Overall, 2013 proved to be another subpar year for MCD as the company only managed to grow EPS by 3% on 2% revenue growth.  As management reiterated several times on the call, top line sales are critical to driving continual margin improvement and to the overall health of the business.  This growth has been difficult to come by, however, as full year global comp sales (+0.2%) missed expectations of +0.5%.  After a less than stellar two years, it is no surprise that global same-store sales continue to decline on a two-year basis.






We have been bearish on MCD for quite some time now and continue to believe the company has issues in its underlying, core business.  While we believe management has realized they have problems, we have little faith that they have found the proper solutions. 


To their credit, they have been proactive in their attempt to reverse the current downward momentum of the business.  To this extent, they recently introduced a number of initiatives (Dollar Menu and More, new refrigerators, high density prep tables, additional drive thru windows) to operationally “enhance” the U.S. business.  However, these initiatives are not guaranteed to improve operations and, in fact, could negatively impact the business. 


Franchisees have voiced their discontent with the Dollar Menu and More, noting that it provokes customers to order multiple, smaller margin, products rather than a single, higher margin, product.  This tends to slow service times.  Another complaint is menu complexity.  We have called for MCD to simplify their menu multiple times.  This would not only help customers order meals quicker and help the kitchen deliver the food faster, but also improve speed of service, the guest experience and franchisee morale.  Instead, MCD continues to try to be all things to all people.  This desire has led to the manifestation of high density prep tables which are being put in place, at least hypothetically, to organize the kitchen, allow for additional customization, and speed service times.  How those last two points correlate, however, is lost on us.  We think this level of customization could in fact slow production times – a concern that has been shared by multiple franchisees.  We questioned management on this point during the earnings call, to which they pointed out that the additional capacity would help organize the kitchen by keeping employees relatively stationary and eliminating cluster.  Although we could be wrong, this response did not do much to allay our concerns.
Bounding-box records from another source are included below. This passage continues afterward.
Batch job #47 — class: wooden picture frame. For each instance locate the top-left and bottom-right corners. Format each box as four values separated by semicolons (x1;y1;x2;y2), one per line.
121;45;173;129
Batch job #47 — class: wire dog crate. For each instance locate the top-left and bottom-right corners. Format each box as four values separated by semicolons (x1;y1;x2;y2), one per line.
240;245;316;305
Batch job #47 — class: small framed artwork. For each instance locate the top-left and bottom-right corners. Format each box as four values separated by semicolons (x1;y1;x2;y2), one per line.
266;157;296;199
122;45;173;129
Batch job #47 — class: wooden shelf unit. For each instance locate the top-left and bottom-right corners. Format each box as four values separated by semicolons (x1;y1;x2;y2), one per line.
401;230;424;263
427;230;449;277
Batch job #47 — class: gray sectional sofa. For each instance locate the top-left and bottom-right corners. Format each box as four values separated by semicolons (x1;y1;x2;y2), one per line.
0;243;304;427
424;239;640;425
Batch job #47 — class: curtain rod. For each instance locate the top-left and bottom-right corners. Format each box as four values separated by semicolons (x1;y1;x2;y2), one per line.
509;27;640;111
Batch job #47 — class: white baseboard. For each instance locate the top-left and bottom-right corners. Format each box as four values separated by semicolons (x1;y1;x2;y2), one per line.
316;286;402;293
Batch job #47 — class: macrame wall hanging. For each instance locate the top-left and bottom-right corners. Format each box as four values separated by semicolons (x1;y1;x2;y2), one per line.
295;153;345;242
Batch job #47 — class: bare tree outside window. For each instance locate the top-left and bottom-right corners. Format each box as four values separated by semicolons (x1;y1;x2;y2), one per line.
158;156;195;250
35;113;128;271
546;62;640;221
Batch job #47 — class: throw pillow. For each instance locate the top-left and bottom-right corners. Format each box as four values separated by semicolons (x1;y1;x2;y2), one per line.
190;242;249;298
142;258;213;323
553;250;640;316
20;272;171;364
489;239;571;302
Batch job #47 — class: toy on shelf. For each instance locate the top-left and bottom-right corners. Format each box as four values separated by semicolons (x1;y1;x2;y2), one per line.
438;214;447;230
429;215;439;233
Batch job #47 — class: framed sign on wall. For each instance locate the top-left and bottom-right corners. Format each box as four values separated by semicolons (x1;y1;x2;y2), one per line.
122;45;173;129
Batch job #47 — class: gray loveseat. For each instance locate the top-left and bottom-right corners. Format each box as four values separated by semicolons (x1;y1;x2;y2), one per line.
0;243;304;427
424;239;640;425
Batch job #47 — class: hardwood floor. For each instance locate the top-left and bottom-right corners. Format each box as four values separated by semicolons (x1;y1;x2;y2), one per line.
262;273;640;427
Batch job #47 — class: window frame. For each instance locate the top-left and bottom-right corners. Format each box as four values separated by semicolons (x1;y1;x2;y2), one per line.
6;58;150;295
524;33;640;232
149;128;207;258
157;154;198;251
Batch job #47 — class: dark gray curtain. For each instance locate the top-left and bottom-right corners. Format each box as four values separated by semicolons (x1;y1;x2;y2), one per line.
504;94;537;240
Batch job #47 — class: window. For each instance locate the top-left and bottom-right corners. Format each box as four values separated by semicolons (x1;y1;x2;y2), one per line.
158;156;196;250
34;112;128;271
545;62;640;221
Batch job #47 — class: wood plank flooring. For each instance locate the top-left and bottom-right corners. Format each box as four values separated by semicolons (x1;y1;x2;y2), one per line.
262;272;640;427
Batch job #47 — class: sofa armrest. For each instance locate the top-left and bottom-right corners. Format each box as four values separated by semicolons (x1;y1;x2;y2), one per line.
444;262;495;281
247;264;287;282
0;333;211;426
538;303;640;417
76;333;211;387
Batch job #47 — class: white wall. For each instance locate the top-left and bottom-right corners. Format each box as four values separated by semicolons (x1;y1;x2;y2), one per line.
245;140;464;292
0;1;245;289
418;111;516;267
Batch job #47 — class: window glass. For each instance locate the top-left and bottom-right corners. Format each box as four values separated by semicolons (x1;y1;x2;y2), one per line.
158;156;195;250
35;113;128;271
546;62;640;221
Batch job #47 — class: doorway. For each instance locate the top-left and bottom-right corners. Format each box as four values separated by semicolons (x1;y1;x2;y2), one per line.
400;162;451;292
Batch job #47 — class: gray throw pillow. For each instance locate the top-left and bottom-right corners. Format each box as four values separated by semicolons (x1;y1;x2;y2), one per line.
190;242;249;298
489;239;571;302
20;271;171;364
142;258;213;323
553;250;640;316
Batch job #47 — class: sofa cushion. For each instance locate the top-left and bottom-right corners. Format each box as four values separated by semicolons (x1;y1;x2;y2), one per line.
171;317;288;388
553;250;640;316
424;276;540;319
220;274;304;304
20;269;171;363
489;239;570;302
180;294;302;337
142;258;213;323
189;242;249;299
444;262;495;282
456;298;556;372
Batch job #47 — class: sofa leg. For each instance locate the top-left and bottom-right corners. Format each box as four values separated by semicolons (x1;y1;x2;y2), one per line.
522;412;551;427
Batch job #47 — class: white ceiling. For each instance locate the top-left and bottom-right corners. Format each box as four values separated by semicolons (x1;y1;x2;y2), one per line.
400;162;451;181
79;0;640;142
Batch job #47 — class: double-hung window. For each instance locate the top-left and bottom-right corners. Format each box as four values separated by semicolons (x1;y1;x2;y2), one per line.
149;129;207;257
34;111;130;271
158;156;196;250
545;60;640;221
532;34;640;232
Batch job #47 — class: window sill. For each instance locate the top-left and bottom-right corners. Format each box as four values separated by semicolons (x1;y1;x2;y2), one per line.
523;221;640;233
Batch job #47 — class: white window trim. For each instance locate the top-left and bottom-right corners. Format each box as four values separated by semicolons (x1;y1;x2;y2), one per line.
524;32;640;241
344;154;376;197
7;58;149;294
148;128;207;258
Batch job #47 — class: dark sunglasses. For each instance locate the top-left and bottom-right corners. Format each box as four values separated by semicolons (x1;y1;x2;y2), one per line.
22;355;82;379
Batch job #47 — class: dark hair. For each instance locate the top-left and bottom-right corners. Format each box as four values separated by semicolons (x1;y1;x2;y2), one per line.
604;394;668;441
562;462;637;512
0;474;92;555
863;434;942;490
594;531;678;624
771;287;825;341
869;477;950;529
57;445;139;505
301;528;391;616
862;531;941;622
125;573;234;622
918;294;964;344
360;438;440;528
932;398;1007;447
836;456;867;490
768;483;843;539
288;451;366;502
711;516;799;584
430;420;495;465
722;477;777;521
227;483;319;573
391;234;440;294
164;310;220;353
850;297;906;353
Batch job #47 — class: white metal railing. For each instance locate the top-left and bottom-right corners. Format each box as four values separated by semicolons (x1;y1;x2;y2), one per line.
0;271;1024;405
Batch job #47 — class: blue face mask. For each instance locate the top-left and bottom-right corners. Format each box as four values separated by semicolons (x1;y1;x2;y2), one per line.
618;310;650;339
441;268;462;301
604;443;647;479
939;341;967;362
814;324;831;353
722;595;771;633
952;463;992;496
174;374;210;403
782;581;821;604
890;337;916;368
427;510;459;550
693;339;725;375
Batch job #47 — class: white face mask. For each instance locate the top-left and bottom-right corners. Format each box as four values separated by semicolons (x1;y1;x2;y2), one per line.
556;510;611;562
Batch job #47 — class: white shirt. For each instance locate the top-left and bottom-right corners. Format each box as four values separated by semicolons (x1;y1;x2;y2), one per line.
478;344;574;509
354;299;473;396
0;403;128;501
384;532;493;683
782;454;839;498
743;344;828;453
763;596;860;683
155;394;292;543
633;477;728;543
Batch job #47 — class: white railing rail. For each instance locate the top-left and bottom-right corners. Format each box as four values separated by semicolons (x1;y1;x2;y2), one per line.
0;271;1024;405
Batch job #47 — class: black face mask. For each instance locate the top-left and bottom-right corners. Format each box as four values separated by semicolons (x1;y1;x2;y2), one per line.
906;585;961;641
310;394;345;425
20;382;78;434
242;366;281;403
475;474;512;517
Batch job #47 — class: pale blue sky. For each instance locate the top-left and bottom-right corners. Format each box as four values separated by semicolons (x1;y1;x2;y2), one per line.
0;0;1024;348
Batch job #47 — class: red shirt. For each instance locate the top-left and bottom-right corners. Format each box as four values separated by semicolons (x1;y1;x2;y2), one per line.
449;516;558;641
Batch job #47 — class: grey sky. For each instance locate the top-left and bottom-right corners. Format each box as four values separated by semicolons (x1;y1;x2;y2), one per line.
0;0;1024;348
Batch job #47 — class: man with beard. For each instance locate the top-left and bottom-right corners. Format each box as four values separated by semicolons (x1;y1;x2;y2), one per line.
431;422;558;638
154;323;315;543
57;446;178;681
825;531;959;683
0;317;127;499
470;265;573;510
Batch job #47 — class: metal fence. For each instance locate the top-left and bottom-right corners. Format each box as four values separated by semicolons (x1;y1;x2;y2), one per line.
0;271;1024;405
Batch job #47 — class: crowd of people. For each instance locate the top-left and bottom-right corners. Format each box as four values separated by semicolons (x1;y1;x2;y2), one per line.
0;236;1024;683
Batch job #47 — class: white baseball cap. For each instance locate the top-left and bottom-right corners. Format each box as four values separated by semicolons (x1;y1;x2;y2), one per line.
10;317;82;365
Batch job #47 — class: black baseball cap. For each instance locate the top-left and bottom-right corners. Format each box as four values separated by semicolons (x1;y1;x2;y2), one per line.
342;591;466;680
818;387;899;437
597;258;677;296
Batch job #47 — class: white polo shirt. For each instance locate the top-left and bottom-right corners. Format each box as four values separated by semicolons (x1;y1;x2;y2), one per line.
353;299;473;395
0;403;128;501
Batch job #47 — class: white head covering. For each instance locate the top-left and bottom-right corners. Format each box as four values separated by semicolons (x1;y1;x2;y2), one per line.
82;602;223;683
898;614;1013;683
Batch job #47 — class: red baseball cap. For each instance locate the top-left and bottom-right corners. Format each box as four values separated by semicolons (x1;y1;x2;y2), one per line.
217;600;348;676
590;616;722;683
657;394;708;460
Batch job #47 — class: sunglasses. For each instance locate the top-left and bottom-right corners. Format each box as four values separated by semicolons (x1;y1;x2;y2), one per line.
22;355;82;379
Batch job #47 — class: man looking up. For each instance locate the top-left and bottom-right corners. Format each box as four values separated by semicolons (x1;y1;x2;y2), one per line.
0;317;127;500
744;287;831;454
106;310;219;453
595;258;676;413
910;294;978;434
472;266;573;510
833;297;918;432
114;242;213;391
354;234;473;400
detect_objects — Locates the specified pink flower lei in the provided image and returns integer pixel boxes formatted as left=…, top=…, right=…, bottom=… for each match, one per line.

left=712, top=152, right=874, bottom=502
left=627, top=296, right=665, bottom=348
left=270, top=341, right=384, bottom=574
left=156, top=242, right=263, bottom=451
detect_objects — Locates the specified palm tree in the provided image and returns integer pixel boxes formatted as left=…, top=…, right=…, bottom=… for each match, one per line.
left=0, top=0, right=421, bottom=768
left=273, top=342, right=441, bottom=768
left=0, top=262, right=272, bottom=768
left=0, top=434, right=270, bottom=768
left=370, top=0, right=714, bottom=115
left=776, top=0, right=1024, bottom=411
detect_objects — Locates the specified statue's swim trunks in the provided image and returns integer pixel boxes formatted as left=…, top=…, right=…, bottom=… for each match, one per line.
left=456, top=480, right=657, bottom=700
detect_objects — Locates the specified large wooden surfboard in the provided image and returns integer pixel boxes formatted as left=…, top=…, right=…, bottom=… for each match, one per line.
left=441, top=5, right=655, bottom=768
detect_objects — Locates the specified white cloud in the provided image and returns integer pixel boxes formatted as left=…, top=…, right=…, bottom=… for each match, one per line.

We often hear the bulls refer to MCD’s structural advantages (global footprint, strong asset base, significant FCF generation, etc) in support of the stock.  While these are important, they shouldn’t give anyone reason to ignore a slowing top line.  The fact of the matter is, the street is still too bullish on McDonald’s in 2014.  The company delivered 2% and 3% EPS growth on 2% and 2% revenue growth in 2012 and 2013, respectively.  What would make anyone believe they will deliver 7% EPS growth on 5% revenue growth in 2014?  Personally, we do not have enough confidence in the sales drivers management has in place to make this leap of faith. 


When we look at the overall business, we see a challenged top line that has shown zero signs of improvement, declining traffic, shrinking margins, and a diminishing competitive advantage.  With that being said, we believe 2014 expectations will be revised down over the course of the year and lead to multiple contraction.